Marc's Blog

About Me

My name is Marc Brooker. I've been writing code, reading code, and living vicariously through computers for as long as I can remember. I like to build things that work. I also dabble in brewing, cooking and skiing.

I'm currently an engineer at Amazon Web Services (AWS) in Seattle, working on computing without computers and block storage without disks.
All opinions are my own.

Related Links

Amazon Elastic Block Store is Hiring! @MarcJBrooker on Twitter

Viewstamped Replication: The Less-Famous Consensus Protocol

The first practical consensus protocol may be the least famous.

There's no doubt that Paxos is the most famous distributed consensus protocol. Distributed systems reading lists (such as this one by Dan Creswell and this one by Christopher Meiklejohn) nearly all include at least one paper describing it. That's as it should be. There's no doubt Paxos has been extremely influential in industry, and has formed the basis of many extremely successful systems. Lamport's Paxos Made Simple is very readable, and papers like Google's Paxos Made Live have helped raise the visibility of good Paxos implementation techniques.

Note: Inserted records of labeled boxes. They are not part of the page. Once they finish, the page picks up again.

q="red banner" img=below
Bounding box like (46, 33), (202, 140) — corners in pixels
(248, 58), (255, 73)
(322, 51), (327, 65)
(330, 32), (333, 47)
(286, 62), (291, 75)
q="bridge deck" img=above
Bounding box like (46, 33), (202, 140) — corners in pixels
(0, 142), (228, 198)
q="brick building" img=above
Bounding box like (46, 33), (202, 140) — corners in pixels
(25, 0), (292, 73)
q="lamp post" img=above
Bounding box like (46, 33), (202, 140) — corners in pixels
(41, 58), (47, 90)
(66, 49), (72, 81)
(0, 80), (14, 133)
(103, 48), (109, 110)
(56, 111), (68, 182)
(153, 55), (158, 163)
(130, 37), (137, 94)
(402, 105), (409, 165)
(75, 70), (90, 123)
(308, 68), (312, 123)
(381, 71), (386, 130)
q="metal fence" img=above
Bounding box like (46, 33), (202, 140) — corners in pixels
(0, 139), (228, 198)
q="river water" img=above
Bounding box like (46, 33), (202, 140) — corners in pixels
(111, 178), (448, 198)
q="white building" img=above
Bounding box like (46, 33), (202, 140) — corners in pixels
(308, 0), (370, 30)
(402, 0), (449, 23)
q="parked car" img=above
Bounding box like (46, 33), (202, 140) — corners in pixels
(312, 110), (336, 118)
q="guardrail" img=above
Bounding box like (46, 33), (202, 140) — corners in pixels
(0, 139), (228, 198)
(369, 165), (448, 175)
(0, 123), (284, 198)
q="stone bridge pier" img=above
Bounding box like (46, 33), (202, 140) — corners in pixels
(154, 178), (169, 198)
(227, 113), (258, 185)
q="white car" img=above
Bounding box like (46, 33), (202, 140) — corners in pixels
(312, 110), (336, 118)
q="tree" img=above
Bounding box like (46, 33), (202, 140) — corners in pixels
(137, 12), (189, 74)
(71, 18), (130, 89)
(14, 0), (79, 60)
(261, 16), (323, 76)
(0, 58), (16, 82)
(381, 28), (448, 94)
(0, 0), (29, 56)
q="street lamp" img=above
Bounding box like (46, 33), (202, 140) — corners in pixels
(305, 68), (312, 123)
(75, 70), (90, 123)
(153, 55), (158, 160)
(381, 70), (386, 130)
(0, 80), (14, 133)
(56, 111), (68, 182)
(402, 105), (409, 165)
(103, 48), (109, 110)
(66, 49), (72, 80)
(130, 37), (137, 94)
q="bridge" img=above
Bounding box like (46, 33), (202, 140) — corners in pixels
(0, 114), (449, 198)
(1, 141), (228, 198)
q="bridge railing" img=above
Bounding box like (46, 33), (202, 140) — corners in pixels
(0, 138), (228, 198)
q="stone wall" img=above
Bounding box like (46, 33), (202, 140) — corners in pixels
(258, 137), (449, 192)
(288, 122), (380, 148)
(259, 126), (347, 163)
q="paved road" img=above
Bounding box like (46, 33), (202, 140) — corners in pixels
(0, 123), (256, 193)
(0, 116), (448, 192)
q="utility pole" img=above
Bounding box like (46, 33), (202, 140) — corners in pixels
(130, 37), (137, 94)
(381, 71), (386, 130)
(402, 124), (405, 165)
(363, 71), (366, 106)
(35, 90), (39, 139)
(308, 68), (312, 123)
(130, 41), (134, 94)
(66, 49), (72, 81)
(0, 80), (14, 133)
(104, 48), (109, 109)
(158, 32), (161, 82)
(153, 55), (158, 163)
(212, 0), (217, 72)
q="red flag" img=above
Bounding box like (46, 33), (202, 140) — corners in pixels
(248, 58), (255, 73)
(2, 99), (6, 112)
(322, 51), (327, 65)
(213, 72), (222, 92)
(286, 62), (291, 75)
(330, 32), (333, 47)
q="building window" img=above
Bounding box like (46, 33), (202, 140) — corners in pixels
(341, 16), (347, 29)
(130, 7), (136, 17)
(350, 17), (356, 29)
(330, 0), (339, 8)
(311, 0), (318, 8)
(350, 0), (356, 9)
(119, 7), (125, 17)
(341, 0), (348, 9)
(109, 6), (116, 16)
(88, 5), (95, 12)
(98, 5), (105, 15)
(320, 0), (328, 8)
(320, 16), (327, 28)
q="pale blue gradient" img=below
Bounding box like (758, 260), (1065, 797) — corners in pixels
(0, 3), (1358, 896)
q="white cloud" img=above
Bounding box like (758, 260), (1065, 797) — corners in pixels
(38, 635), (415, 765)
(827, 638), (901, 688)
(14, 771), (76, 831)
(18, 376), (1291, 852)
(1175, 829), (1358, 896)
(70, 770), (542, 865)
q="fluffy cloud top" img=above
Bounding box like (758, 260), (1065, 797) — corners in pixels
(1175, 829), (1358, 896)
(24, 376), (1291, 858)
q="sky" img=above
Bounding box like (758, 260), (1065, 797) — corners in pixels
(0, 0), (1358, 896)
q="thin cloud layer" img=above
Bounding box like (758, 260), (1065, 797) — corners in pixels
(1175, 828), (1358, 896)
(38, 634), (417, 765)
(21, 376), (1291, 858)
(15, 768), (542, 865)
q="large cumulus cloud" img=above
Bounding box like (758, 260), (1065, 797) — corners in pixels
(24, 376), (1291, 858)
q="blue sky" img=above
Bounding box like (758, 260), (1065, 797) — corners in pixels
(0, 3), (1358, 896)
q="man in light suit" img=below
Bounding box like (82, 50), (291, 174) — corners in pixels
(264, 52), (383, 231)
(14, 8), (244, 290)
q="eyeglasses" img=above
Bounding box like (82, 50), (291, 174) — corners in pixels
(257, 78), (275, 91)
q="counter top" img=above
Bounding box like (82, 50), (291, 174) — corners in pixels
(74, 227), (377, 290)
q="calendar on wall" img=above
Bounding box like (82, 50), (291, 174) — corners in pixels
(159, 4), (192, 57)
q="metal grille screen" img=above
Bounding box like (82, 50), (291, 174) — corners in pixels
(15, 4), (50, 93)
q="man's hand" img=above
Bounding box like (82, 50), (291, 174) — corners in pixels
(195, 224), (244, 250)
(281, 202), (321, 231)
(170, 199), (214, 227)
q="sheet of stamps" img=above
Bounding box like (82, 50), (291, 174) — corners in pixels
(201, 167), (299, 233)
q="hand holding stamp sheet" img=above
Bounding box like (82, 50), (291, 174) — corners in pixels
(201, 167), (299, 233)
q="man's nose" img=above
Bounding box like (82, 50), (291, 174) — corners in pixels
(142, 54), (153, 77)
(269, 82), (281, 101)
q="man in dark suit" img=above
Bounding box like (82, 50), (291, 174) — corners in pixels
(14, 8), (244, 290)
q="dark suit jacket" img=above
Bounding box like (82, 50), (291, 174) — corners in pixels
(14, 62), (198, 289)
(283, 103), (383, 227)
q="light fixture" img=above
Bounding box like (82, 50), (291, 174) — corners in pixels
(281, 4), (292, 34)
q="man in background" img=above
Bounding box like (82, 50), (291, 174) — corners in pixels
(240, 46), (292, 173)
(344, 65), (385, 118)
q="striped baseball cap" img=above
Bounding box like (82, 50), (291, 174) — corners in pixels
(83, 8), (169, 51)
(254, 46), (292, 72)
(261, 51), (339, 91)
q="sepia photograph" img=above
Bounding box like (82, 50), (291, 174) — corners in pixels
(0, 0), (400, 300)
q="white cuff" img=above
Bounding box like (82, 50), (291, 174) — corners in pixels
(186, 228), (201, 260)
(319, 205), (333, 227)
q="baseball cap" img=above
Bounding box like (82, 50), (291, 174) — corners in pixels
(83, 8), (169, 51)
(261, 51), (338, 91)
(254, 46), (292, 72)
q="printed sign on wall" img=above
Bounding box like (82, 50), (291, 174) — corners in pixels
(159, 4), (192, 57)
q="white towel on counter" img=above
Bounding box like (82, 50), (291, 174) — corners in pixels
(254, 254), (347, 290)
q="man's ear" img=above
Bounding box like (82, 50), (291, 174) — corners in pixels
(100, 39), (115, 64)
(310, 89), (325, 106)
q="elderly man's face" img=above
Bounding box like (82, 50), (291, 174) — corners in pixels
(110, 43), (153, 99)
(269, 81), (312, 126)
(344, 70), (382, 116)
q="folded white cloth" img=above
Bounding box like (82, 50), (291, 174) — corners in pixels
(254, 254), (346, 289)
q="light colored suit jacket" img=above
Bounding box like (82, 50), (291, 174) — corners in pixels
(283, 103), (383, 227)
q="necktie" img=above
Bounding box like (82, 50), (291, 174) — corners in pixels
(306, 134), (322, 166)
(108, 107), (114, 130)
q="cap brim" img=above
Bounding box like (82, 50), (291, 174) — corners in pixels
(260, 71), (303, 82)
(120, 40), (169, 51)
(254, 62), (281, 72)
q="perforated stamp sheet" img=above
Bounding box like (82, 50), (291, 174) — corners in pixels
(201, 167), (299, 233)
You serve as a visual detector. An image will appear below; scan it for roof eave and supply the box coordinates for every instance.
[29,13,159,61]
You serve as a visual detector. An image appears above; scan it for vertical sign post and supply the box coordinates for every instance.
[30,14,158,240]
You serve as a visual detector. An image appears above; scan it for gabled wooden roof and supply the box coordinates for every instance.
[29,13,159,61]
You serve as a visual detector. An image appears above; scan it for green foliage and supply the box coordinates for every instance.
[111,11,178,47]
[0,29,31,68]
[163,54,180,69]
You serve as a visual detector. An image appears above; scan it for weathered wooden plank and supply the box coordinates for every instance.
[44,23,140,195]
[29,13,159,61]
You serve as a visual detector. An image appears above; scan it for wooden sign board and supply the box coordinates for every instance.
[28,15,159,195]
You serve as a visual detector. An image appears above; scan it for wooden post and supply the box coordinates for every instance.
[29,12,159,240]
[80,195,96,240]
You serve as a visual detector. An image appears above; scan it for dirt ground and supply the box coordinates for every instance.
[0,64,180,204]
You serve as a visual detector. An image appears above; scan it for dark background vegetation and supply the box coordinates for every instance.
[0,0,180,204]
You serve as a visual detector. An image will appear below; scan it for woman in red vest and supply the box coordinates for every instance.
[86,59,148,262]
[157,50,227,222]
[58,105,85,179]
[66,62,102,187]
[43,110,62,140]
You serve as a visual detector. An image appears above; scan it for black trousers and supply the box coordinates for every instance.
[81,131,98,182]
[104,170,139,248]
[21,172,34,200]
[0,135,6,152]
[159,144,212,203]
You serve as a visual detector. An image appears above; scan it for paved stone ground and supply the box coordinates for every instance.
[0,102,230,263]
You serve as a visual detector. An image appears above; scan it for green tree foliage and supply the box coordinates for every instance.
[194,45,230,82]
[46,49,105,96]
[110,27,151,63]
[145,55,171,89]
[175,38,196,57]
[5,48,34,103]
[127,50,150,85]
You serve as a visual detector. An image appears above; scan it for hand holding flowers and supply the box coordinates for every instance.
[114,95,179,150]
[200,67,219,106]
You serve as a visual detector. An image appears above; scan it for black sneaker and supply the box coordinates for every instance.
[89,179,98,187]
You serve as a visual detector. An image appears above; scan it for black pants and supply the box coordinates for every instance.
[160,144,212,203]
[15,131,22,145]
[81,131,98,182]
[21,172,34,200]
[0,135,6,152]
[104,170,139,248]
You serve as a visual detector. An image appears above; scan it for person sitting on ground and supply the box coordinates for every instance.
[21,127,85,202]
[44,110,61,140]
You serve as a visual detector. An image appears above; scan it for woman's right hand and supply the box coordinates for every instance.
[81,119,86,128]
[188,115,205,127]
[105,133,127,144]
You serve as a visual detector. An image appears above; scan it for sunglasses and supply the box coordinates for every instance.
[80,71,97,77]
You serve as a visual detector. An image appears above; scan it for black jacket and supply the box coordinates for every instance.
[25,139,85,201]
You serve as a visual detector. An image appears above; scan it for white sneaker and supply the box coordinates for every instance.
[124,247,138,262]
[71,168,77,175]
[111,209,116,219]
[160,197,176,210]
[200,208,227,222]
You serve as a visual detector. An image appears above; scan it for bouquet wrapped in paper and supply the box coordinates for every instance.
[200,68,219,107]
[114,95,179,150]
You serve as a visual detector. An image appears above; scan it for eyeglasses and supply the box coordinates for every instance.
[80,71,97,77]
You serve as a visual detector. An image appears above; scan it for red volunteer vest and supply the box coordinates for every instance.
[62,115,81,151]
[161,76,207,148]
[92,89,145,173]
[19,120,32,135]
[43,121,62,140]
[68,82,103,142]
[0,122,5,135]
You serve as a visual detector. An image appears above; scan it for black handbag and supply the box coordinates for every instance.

Raft, on the other hand, is the most fashionable distributed consensus protocol. It seems like everybody's implementing it right now. I don't know if it's as understandable as it claims to be, but it's definitely in vogue. While I'm not a big fan of technology fads, I find it difficult to be upset about this one. Anything that encourages people to use well-proven distributed algorithms instead of crafting their own is good in my book.

By comparison to Paxos and Raft, one distributed consensus protocol seems frequently overlooked: Oki and Liskov's Viewstamped Replication. Introduced in May 1988 in Brian Oki's PhD thesis, Viewstamped Replication predates the first publication of Paxos by about a year. If you're looking for intrigue you may be disappointed: both Lamport and Liskov claim the inventions were independent. First, from Viewstamped Replication Revisited:

VR was originally developed in the 1980s, at about the same time as Paxos, but without knowledge of that work.

and from Keith Marzullo's comments in the 1998 reprinting of The Part-Time Parliament:

The author was also apparently unaware that the view management protocol by Oki and Liskov seems to be equivalent to the Paxon protocol.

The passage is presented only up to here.